His so-called “beer hall putsch” began on the evening of November 8th, 1923, and ended the following morning when police confronted Hitler and his supporters at Munich’s Feldherrnhalle and led him off to prison.

Now, almost a century on, Munich police are struggling to explain why they allowed a speech from the local branch of anti-Islam group Pegida on the same site last Monday.

Anti-fascist groups say police stood by as about 180 demonstrators from the local branch of Pegida, founded in Dresden a year ago, heard a speech drawing a line between the Nazis and their own movement.

READ SOME MORE

According to Micky Wenngatz, organiser of a counter-demonstration, a Pegida speaker noted that another movement had once started at the site of their demonstration and said the time has come for a "march of thousands" from this square in Munich to Berlin.

"Nazis and right-wing extremists in front of the Feldherrnhalle, that was unthinkable even weeks ago," said Mr Wenngatz to the Süddeutsche Zeitung daily. "Pegida is deliberately underlining the historical connection to this site."

The Pegida group had applied to hold a rally at the adjacent Theatinerkirche but, at the last minute, police on the scene decided to shift the barriers to in front of the Feldherrenhalle.

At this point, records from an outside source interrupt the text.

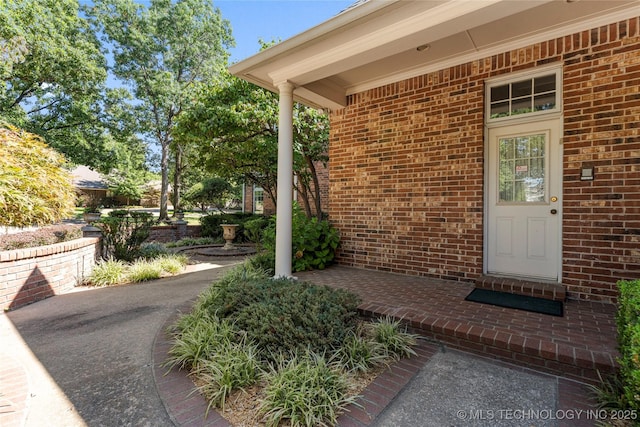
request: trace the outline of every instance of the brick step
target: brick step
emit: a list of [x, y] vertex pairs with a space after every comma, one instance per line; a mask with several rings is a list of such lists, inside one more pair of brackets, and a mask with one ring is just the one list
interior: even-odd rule
[[618, 367], [616, 352], [554, 342], [552, 337], [544, 335], [496, 331], [482, 323], [425, 316], [386, 304], [361, 305], [359, 311], [370, 318], [384, 313], [404, 322], [412, 333], [451, 348], [590, 384], [599, 384], [601, 376], [607, 377]]
[[565, 301], [567, 298], [567, 290], [560, 283], [534, 282], [498, 276], [480, 276], [476, 279], [475, 287], [553, 301]]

It was built in the 19th century by Bavaria's King Ludwig I to honour the Bavarian army. In the early hours of November 9th, 1923, Hitler and about 2,000 supporters marched there from the Bürgerbräu beer hall.

Nazi salute

Their plans to overthrow the government in Munich and Berlin were quashed by police in a battle that left some 16 Nazis and four policemen dead.

After the Nazi takeover in 1933, the Feldherrnhalle was transformed into a place of pilgrimage to the 16 Nazi “martyrs” of the putsch. Anyone passing the building was obliged to give the Nazi salute.

Ahead of another Pegida rally on Monday night, registered to be held before the nearby interior ministry, Bavarian city official Marian Offman criticised the "historical amnesia" that allowed the rally before the Feldherrnhalle.

Others have asked questions about why authorities permitted a demonstration involving at least four well-known neo-Nazis.

The demonstration was registered by Heinz Meyer, a 55 year-old who has been under investigation for three years on suspicion of involvement in a terrorist organisation.

“We are no Nazis,” said Mr Meyer in a letter to state parliament officials last month. “We are not even stalwart patriots – just decent, considerate citizens.”

Germany’s growing refugee crisis has left 51 per cent of people “fearful” of the influx of asylum seekers and boosted Pegida, which stands for “Patriotic Europeans against the Islamisation of the Occident”.

Support for the group fell earlier this year after its founder dubbed immigrants “trash” on social media. But, a year after its founding in Dresden, Monday-evening marches there are once again attracting up to 10,000 people.